Abrió un cajón y extrajo una Beretta M1951. A Bond le gustaban las Berettas. De hecho, a veces lamentaba haber cambiado su vieja Beretta por la Walther. La hizo girar en la mano para inspeccionarla —era de la tercera serie, con mira más pequeña—, la amartilló, apretó el gatillo, sacó el cargador vacío —ocho balas Parabellum de 9 mm— y volvió a colocarlo.

—Ya veo que no es la primera vez que tiene una pistola en la mano —comentó Eugene.

A Bond le agradaba el peso del arma.

—Me la llevo —dijo.

Y paseó la vista por los fusiles, carabinas M5, ametralladoras y escopetas protegidas tras las rejas. Quizá necesitara algo de largo alcance… Se le ocurrió entonces que una buena mira telescópica podía representar una gran ventaja desde su habitación en lo alto del Alcázar. Tendría el radio de visión de un francotirador, mucho mejor que el de unos prismáticos.

—Pienso ir a cazar un poco —dijo Bond—. Me gustaría algo de cierta potencia y con un buen radio de visión.

Eugene Goodforth le mostró una selección de potentes rifles de caza: un CZ-550 con culata Mannlicher, un Mauser Karabiner y un Springfield 1903 en perfectas condiciones. Bond estaba más interesado en las miras, de modo que fue hasta la puerta con el último modelo de una Schmidt and Bender para ver cómo enfocaba a larga distancia.

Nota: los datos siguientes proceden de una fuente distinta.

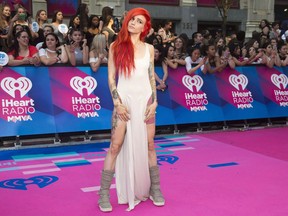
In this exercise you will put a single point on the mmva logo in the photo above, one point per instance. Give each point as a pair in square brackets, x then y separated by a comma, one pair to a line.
[88, 83]
[237, 81]
[10, 85]
[195, 81]
[277, 80]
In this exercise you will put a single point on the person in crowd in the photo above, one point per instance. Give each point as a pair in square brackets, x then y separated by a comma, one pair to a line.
[275, 32]
[74, 21]
[98, 54]
[165, 32]
[265, 28]
[41, 18]
[212, 64]
[180, 51]
[93, 29]
[106, 11]
[132, 153]
[57, 19]
[23, 53]
[197, 39]
[158, 61]
[52, 52]
[169, 56]
[270, 56]
[77, 49]
[83, 12]
[108, 30]
[237, 56]
[5, 17]
[46, 30]
[282, 51]
[194, 61]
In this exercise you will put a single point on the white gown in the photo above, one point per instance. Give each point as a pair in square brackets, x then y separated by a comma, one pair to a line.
[132, 168]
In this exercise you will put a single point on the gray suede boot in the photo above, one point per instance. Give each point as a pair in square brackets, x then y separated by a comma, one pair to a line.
[104, 200]
[155, 193]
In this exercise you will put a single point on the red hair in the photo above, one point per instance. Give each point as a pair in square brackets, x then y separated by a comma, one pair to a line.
[123, 47]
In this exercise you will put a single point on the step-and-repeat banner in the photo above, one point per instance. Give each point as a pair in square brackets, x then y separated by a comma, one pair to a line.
[42, 100]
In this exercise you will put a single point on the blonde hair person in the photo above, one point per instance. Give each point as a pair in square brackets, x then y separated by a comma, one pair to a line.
[98, 53]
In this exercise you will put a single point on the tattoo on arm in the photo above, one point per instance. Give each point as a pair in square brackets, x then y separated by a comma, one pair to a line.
[152, 81]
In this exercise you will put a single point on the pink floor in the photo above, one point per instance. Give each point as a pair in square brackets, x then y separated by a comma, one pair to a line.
[208, 174]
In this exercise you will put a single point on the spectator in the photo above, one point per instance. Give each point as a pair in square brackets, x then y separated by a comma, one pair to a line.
[194, 58]
[23, 53]
[77, 49]
[52, 52]
[46, 30]
[108, 30]
[98, 53]
[57, 19]
[93, 28]
[5, 16]
[83, 12]
[74, 21]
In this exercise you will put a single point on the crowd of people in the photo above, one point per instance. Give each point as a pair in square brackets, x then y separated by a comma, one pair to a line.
[89, 37]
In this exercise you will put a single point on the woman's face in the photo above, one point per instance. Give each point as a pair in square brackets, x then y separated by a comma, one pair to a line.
[95, 21]
[220, 43]
[136, 24]
[51, 41]
[256, 45]
[77, 36]
[283, 50]
[6, 11]
[171, 51]
[195, 55]
[76, 21]
[252, 51]
[178, 43]
[156, 54]
[23, 39]
[59, 16]
[47, 30]
[211, 51]
[19, 28]
[43, 16]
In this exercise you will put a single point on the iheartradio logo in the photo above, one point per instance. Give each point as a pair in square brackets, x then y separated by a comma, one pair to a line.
[277, 80]
[10, 85]
[195, 81]
[237, 81]
[88, 83]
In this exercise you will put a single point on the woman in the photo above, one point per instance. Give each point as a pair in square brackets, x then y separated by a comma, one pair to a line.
[57, 19]
[133, 120]
[41, 18]
[108, 30]
[194, 59]
[52, 52]
[98, 54]
[23, 53]
[77, 48]
[93, 29]
[74, 21]
[5, 16]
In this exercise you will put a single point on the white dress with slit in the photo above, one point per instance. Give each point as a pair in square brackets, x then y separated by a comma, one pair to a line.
[132, 169]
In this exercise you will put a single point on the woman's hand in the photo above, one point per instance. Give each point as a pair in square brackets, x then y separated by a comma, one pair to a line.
[150, 111]
[122, 112]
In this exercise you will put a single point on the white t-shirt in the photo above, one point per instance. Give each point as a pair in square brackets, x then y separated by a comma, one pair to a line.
[189, 63]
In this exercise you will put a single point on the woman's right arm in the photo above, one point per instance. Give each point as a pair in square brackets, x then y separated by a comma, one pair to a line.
[121, 109]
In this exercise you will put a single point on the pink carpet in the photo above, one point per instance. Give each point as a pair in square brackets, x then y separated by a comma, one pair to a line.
[213, 174]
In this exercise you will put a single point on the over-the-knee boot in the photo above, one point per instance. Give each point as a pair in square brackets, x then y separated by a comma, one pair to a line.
[155, 193]
[104, 200]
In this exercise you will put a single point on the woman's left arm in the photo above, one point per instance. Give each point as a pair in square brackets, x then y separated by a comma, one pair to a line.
[151, 109]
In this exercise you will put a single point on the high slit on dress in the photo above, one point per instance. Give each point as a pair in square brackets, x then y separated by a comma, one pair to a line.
[132, 168]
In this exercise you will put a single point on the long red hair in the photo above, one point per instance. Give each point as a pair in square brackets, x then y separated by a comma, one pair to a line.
[123, 47]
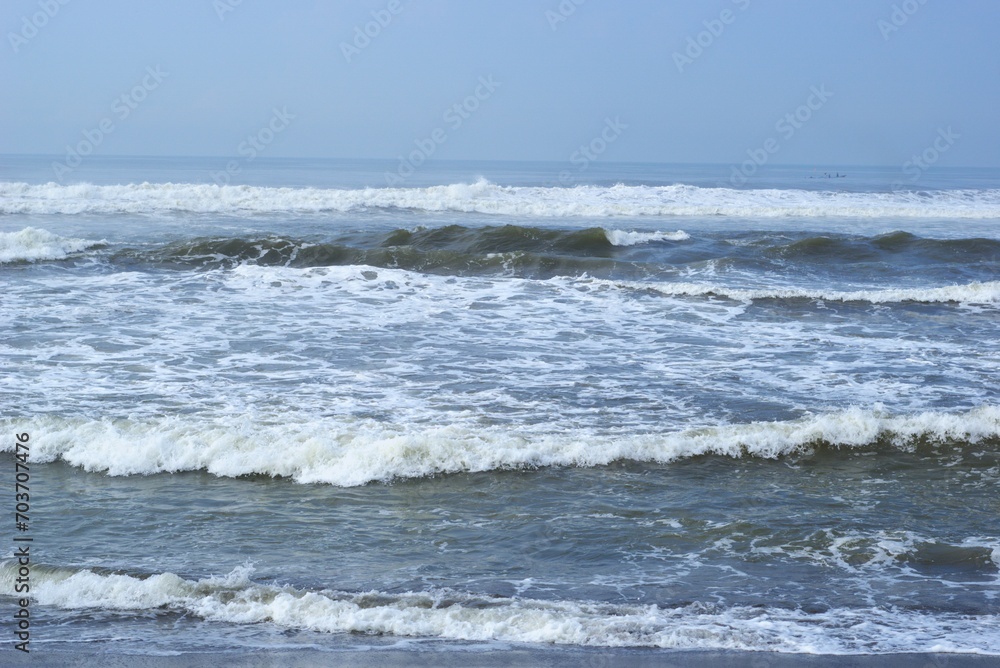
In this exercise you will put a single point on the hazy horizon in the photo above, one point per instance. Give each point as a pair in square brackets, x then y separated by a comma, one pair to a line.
[828, 83]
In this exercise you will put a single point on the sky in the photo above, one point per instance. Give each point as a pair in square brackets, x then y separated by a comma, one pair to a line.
[830, 82]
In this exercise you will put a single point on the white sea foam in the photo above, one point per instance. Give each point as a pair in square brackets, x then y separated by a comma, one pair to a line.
[623, 238]
[450, 614]
[350, 453]
[32, 244]
[969, 293]
[488, 198]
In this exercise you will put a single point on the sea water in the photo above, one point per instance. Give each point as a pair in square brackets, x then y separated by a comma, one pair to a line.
[493, 406]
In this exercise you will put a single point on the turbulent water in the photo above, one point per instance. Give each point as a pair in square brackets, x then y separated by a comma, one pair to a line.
[648, 411]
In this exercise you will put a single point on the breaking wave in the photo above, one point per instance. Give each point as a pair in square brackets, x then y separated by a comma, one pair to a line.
[488, 198]
[357, 452]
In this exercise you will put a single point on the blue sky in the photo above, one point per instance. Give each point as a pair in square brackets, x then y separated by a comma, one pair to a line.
[684, 81]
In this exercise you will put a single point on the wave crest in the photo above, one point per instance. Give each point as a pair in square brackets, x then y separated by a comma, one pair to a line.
[351, 453]
[488, 198]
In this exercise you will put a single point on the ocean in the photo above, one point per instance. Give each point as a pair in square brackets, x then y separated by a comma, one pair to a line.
[501, 406]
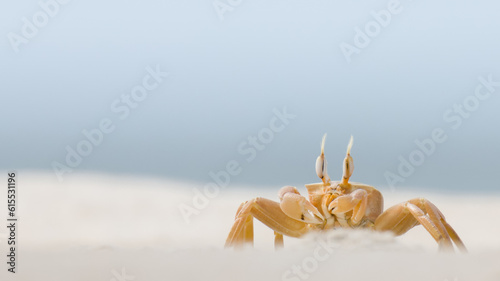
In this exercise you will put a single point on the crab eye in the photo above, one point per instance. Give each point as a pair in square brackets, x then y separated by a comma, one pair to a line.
[321, 166]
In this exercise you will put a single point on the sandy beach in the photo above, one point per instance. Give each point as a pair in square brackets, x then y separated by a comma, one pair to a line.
[101, 227]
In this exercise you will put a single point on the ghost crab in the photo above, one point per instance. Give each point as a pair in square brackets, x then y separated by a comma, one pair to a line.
[338, 204]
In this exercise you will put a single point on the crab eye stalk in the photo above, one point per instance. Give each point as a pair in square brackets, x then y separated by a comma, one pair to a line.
[348, 163]
[321, 164]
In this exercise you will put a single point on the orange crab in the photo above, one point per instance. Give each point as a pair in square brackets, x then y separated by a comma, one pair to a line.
[338, 204]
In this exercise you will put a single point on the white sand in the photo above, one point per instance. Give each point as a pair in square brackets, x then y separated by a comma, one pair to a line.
[91, 227]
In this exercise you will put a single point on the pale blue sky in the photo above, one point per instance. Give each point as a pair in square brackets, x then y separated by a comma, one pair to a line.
[227, 76]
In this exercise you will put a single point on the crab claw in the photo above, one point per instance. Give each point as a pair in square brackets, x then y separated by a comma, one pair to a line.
[297, 207]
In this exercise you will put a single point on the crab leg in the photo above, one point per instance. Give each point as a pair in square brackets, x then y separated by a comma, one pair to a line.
[270, 214]
[404, 216]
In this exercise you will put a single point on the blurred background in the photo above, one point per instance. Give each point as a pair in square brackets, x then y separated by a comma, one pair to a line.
[232, 65]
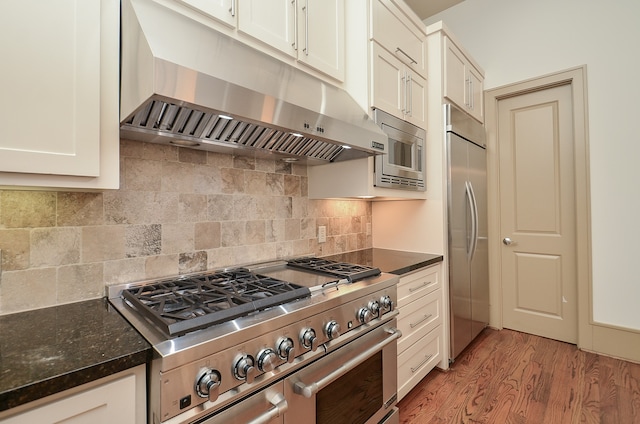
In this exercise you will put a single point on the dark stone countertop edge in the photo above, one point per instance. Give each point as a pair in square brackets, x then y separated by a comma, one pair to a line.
[20, 385]
[396, 262]
[41, 389]
[414, 267]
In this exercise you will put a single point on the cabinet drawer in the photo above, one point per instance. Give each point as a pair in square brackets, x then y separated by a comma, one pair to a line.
[416, 362]
[418, 284]
[398, 35]
[418, 318]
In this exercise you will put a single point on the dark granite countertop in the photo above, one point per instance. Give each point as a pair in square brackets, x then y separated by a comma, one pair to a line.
[392, 261]
[50, 350]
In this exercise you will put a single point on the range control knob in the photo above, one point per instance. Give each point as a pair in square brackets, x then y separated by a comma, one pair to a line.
[364, 315]
[386, 303]
[244, 368]
[267, 360]
[208, 383]
[374, 307]
[332, 330]
[308, 339]
[286, 349]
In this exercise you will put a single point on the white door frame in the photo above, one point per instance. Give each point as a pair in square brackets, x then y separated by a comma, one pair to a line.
[577, 78]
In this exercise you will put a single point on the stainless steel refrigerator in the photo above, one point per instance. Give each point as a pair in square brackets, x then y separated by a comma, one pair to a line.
[467, 223]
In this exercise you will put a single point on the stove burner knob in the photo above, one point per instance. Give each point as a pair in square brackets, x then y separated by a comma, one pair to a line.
[286, 349]
[333, 330]
[374, 307]
[244, 369]
[386, 303]
[208, 383]
[364, 315]
[309, 339]
[266, 360]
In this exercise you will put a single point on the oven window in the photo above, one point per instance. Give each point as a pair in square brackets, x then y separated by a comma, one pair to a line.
[354, 397]
[400, 153]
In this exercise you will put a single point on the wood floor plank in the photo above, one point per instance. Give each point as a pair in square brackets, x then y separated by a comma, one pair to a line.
[510, 377]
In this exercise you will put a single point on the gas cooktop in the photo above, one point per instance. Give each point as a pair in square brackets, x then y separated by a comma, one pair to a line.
[352, 272]
[180, 305]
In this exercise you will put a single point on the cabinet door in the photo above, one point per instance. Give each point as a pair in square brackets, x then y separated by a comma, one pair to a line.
[416, 90]
[50, 84]
[475, 93]
[221, 10]
[398, 35]
[387, 79]
[321, 35]
[113, 402]
[270, 21]
[455, 80]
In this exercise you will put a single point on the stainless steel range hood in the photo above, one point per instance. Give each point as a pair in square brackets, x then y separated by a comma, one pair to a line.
[185, 83]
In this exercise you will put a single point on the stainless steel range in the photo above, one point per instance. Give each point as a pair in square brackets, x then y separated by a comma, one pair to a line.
[308, 340]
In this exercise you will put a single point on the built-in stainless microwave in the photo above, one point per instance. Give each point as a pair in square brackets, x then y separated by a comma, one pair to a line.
[403, 167]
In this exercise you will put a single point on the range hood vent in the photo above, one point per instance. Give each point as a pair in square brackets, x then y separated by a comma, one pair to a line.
[197, 128]
[187, 84]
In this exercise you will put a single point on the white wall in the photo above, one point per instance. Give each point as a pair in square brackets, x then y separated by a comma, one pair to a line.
[515, 40]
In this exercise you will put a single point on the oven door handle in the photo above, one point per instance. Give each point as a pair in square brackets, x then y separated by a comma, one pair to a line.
[280, 406]
[309, 390]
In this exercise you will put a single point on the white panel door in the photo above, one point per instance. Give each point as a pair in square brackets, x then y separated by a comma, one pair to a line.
[537, 196]
[50, 85]
[221, 10]
[321, 30]
[270, 21]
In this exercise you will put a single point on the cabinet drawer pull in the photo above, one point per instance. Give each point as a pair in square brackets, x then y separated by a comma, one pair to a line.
[424, 361]
[423, 319]
[398, 49]
[424, 284]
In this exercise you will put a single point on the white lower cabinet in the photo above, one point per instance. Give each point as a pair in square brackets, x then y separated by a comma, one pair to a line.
[117, 399]
[420, 348]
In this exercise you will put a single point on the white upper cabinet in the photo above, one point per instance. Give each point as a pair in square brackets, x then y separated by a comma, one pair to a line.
[223, 11]
[311, 31]
[463, 81]
[386, 68]
[271, 21]
[393, 30]
[60, 88]
[396, 88]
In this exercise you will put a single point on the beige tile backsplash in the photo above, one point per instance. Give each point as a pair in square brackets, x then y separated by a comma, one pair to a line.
[177, 211]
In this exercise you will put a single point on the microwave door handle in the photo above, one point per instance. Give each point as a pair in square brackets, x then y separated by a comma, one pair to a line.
[310, 390]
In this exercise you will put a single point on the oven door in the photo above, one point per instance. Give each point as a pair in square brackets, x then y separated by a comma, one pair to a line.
[265, 407]
[355, 384]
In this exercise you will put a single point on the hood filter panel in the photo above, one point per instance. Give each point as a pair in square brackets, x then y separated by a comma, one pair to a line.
[159, 117]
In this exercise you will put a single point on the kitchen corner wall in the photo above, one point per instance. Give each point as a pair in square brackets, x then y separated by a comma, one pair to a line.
[177, 211]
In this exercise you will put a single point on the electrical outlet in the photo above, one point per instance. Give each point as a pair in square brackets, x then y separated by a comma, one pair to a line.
[322, 234]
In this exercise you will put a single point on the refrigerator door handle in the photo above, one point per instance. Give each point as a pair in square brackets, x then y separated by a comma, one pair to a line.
[468, 191]
[473, 206]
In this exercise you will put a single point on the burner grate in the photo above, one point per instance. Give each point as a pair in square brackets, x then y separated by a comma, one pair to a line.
[178, 306]
[351, 272]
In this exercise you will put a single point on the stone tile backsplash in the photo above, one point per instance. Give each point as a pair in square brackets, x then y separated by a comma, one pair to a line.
[177, 211]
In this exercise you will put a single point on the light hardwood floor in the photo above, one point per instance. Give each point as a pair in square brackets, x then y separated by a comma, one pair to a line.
[510, 377]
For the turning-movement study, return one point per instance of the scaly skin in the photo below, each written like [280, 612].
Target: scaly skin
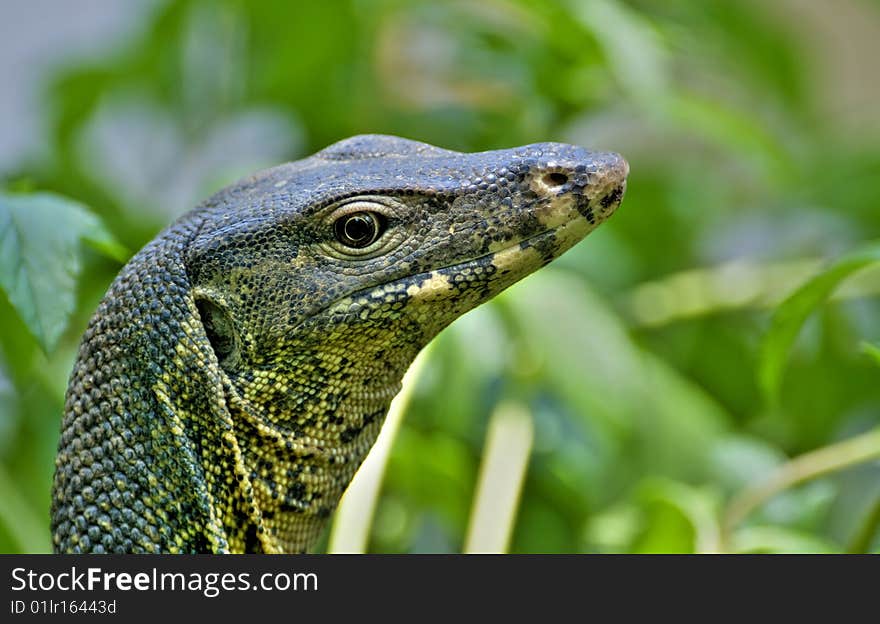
[241, 365]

Miró hacia los transeúntes que pasaban por la calle. El zoom de aumento era excelente, y las pequeñas calibraciones y el retículo de hilos cruzados se ajustaban con sólo darle a una llave del costado.

Volvió junto al mostrador y le explicó a Eugene que quería un rifle que se adaptara a esa mira y que se pudiera desmontar para llevarlo en una bolsa.

—Tengo justo lo que necesita, señor —afirmó Eugene, que fue a la trastienda y volvió a salir con lo que parecía un maletín negro de plástico.

Lo abrió y le mostró a Bond el contenido.

—Acaba de llegar. Un Frankel and Kleist S1962 —dijo Eugene con tono reverente.

Sacó la caja del rifle, la recámara y el cañón de sus huecos acolchados y montó el arma, a la que le añadió la mira telescópica.

—Rifle de cerrojo, de un tiro. Calibre cincuenta, gatillo de doble acción y dos kilos de presión.

Bond lo alzó y se lo llevó al hombro. Era de un negro mate y sorprendentemente liviano. Apoyó el carrillo contra la pieza protectora de la mejilla y apuntó a través de la ventana al letrero de una tienda, al otro lado de la calle.

—Si mantiene en funcionamiento la iluminación del retículo de la mira, puede disparar esta maravilla en plena noche, se lo aseguro —dijo Eugene.

—Perfecto —repuso Bond—. Me lo llevo.

—¿Cuál es su objetivo? —preguntó el hombre con una sonrisa de complicidad—. ¿Un vecino?

Bond rió.

—Un alce —dijo sin pensar.

—No encontrará muchos alces por aquí. Pero tal vez tenga suerte.

—Buscaré bien.

Compró las armas y la munición correspondiente, mostró su pasaporte de Bryce Fitzjohn y rellenó la documentación necesaria, poniendo como dirección la de su hotel, el Fairview. No por primera vez en su vida, se maravilló de la sencillez con que uno se armaba en el país de la libertad.